Puliyoorkurichi (புலியூர்குறிச்சி, also transliterated as Puliyurkurichi or Puliurkuruchi) is a small village in the Indian state of Tamil Nadu. It is a suburb of Padmanabhapuram, about 3 km southeast of Thuckalay on the Trivandrum-Nagercoil Highway.

== Udayagiri Fort ==
Puliyoorkurichi is adjacent to Udayagiri Fort, its principal point of interest.

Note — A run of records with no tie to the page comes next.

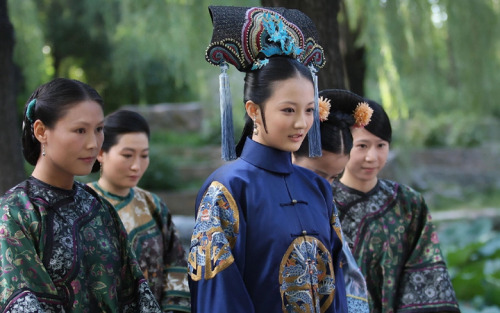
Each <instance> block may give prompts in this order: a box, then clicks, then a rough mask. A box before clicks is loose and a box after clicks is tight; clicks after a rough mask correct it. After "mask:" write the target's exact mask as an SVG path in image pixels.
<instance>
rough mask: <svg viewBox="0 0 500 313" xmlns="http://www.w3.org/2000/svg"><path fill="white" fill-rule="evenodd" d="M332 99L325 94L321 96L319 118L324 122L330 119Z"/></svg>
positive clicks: (319, 104) (321, 121)
mask: <svg viewBox="0 0 500 313" xmlns="http://www.w3.org/2000/svg"><path fill="white" fill-rule="evenodd" d="M331 107H332V105H331V100H330V99H328V98H325V97H323V96H321V97H319V120H320V121H321V122H324V121H326V120H328V115H330V108H331Z"/></svg>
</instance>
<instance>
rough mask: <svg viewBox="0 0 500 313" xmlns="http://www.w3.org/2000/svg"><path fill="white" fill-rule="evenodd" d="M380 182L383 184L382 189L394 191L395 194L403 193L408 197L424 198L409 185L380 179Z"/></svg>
mask: <svg viewBox="0 0 500 313" xmlns="http://www.w3.org/2000/svg"><path fill="white" fill-rule="evenodd" d="M379 181H380V184H381V188H384V189H387V190H392V191H393V192H396V193H402V194H405V195H407V196H414V197H421V196H422V194H421V193H420V192H419V191H417V190H416V189H414V188H413V187H411V186H409V185H407V184H404V183H400V182H396V181H393V180H389V179H379Z"/></svg>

The fort was named after King Udayanan of the Padmanabhapuram, and was originally the camping and training ground for the king’s army. Some remains of the furnace used for making ammunition survive. The fort became a natural park with a treehouse, herbal garden, deer and bird enclosures, and an aquarium.

== Geography ==
Puliyoorkurichi covers some 250 km2.

== Demographics ==
It has a population of about 2000. Two streets of Brahmin dwellings are in the village: Single Street consists of single row houses and Double Street has a double row of houses.

== Economy ==
The main crops are rice, plantain, and coconut palm.

== Culture ==
A Ganesh temple with Sivaalayam is in a compound in the Single Street. The koil (temple) is called Pillayaar Koil. The speciality of this Pillayaar Koil is that people connected or even outsiders come and pray for their wishes. Most of the wishes are fulfilled and in return people offer 1008 " Kozhakattai" (Mothakam) made of poor am covered by rice flower. Almost 200 days/year people offer thanks to Ganesh. Once this Gramam had enough properties to look after the temple, but now it depends on contributions. The Siva temple in the same compound is maintained by the state government.

In Double Street a Ramar Koil sits, where regular Bhajans were held. All Hindu celebrations are performed in the village cost.

This village performs "Padukkai" to Melankode Amman Koil every year, as the villagers feel that Melankode is their Kaval Theivam.

== Education ==
An engineering college is also situated near this village.